7.2 Data pre-loaded in R
R comes with a number of datasets ready to use. A famous dataset frequently used in statistics is a set of measurements made on three species of irises and used to demonstrate some statistical principles by geneticist and statistician R.A. Fisher.
We can put the iris dataset into R’s working memory using the data() command
data(iris)
We can see these data simply by type the word “iris” in the console and pressing enter. The dataset is too big for the screen probably and you’ll just see a bunch of numbers flash by. You can get just a glimpse of the data by using the head() command, which will show you the first six or so rows of data.
head(iris)
## Sepal.Length Sepal.Width Petal.Length Petal.Width Species
## 1 5.1 3.5 1.4 0.2 setosa
## 2 4.9 3.0 1.4 0.2 setosa
## 3 4.7 3.2 1.3 0.2 setosa
## 4 4.6 3.1 1.5 0.2 setosa
## 5 5.0 3.6 1.4 0.2 setosa
## 6 5.4 3.9 1.7 0.4 setosa
(You can all use the tail() command to see the last 6 rows if you want.)
We can see that there are five rows of data.
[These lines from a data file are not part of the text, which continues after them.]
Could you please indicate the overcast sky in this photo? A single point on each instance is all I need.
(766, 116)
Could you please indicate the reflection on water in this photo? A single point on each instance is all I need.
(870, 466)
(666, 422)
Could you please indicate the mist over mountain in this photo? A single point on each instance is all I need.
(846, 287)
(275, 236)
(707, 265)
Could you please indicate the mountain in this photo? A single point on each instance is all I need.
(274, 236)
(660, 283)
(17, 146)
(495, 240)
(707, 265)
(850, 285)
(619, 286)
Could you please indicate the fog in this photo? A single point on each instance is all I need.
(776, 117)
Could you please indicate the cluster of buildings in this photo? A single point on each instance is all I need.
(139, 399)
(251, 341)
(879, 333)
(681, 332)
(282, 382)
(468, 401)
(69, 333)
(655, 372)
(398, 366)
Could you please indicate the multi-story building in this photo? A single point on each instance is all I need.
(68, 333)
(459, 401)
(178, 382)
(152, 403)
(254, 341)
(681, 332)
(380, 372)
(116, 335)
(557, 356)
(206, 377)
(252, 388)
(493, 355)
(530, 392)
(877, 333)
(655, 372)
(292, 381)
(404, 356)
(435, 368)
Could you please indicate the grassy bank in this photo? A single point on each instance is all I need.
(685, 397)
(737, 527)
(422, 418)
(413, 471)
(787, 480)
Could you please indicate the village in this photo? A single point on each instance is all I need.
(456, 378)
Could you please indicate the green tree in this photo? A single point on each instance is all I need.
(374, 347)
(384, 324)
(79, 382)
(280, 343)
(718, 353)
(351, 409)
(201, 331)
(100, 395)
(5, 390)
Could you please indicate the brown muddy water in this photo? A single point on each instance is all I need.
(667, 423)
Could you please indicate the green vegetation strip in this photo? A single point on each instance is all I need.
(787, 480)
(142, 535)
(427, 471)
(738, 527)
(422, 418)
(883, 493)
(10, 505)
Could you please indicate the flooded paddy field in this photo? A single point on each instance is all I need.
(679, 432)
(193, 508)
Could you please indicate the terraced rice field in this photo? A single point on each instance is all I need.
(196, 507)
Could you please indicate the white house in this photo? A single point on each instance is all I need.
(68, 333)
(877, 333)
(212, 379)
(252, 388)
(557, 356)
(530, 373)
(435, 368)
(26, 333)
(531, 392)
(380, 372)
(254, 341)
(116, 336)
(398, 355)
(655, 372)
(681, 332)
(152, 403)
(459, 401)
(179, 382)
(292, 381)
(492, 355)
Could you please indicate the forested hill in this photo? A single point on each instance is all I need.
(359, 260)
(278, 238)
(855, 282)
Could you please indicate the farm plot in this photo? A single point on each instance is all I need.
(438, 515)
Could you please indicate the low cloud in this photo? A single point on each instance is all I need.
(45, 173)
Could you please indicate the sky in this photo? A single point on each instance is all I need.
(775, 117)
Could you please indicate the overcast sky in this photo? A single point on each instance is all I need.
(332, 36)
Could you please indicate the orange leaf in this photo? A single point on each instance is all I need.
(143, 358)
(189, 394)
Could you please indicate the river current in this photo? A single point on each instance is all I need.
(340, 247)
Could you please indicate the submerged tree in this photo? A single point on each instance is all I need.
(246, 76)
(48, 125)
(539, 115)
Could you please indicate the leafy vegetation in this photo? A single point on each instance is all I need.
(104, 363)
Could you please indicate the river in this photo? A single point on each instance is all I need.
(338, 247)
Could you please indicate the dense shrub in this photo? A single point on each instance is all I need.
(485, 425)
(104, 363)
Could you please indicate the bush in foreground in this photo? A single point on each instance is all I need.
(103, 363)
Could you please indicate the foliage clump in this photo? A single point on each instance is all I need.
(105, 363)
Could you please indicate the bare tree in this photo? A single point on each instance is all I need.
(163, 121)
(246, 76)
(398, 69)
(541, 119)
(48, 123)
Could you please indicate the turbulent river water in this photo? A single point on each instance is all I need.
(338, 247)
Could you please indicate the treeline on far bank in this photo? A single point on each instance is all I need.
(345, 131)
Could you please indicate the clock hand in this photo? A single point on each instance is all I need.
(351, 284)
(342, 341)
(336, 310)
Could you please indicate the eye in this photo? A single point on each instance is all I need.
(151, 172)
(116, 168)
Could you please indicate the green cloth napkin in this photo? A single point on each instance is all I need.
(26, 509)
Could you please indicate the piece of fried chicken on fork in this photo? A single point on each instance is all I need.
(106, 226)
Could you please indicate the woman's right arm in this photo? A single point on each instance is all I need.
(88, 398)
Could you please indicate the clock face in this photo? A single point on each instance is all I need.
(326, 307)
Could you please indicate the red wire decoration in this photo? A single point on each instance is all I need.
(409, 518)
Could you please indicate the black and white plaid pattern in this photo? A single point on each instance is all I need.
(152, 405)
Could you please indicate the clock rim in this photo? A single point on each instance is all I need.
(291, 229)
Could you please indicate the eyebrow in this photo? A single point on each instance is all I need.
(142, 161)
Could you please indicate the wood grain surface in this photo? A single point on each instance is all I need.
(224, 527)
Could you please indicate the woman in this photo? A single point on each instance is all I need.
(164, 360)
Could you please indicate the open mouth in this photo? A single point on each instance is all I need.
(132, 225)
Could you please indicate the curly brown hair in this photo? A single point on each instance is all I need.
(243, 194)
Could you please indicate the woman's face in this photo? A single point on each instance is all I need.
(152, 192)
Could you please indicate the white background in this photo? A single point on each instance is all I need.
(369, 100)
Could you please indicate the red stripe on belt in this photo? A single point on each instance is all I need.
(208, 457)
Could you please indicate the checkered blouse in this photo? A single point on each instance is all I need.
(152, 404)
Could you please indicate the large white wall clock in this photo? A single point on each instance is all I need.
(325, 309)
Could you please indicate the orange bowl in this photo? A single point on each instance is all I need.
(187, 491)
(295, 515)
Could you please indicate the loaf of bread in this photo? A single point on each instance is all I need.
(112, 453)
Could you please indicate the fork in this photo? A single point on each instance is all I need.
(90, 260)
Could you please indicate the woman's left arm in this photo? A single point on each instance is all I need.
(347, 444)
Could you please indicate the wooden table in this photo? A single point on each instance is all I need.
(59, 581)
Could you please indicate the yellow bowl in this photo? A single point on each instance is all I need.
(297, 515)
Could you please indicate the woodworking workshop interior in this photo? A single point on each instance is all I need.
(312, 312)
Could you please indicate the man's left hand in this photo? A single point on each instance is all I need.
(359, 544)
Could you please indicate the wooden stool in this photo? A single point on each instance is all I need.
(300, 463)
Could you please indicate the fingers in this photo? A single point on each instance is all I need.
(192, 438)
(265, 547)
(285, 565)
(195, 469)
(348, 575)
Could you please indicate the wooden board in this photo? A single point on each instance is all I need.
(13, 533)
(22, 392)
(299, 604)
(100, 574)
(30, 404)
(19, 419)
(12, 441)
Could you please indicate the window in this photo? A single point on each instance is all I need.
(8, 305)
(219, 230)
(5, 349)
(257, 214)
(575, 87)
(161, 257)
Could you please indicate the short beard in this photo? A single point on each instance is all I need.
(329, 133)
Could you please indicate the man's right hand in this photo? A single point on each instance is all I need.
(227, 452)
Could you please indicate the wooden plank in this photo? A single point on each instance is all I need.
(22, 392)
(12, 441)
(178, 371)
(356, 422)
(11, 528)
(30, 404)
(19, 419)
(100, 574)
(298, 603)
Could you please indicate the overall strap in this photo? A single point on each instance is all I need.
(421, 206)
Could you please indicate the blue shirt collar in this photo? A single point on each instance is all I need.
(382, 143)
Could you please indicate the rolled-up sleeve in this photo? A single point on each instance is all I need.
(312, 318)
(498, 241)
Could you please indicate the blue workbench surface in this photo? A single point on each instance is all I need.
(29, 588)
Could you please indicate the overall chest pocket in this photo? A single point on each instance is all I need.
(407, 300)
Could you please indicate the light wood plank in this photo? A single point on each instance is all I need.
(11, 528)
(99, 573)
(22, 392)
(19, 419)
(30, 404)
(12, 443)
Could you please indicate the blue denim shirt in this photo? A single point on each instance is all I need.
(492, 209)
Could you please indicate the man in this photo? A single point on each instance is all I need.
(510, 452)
Three contain information about the length and width of the parts of the flower (Sepals and Petals) and the last holds the names of the species.
We can get a sense for these numbers by using the summary() command on the data, which will give us the mean and other summary statistics
summary(iris)
## Sepal.Length Sepal.Width Petal.Length Petal.Width
## Min. :4.300 Min. :2.000 Min. :1.000 Min. :0.100
## 1st Qu.:5.100 1st Qu.:2.800 1st Qu.:1.600 1st Qu.:0.300
## Median :5.800 Median :3.000 Median :4.350 Median :1.300
## Mean :5.843 Mean :3.057 Mean :3.758 Mean :1.199
## 3rd Qu.:6.400 3rd Qu.:3.300 3rd Qu.:5.100 3rd Qu.:1.800
## Max. :7.900 Max. :4.400 Max. :6.900 Max. :2.500
## Species
## setosa :50
## versicolor:50
## virginica :50
##
##
##
Note that the last column doesn’t contain numbers but rather names, so R counts up how many of each species name there is.
If we want to be reminded of the names of each column we can use the names() function
names(iris)
## [1] "Sepal.Length" "Sepal.Width" "Petal.Length" "Petal.Width"
## [5] "Species"
Looking at R data in the console isn’t always very easy, so one thing you can do is use the View() command. This will bring up the data in a spreadsheet like viewer as a new tab in the script editor, similar to this.
pander::pander(iris[1:10,])
Sepal.Length | Sepal.Width | Petal.Length | Petal.Width | Species |
---|---|---|---|---|
5.1 | 3.5 | 1.4 | 0.2 | setosa |
4.9 | 3 | 1.4 | 0.2 | setosa |
4.7 | 3.2 | 1.3 | 0.2 | setosa |
4.6 | 3.1 | 1.5 | 0.2 | setosa |
5 | 3.6 | 1.4 | 0.2 | setosa |
5.4 | 3.9 | 1.7 | 0.4 | setosa |
4.6 | 3.4 | 1.4 | 0.3 | setosa |
5 | 3.4 | 1.5 | 0.2 | setosa |
4.4 | 2.9 | 1.4 | 0.2 | setosa |
4.9 | 3.1 | 1.5 | 0.1 | setosa |
Note, however, that unlike a spreadsheet you cannot edit the data.
If you want to know more about a package, you can look at its help file, eg “?iris.” These will often give you a fair bit of detail about what each column means, where the data are from, and may even have examples R functions applied to the data (though these can be rather obtuse, as is the case for the iris data).
7.2.1 Preview: Plotting boxplots
Plotting will be covered in depth in a subsequent exercise, but here’s a glimpse of how we plot things in R:
plot(Petal.Length ~ Species, data = iris)
This code creates a series of boxplots of the petal lengths of each species of flower.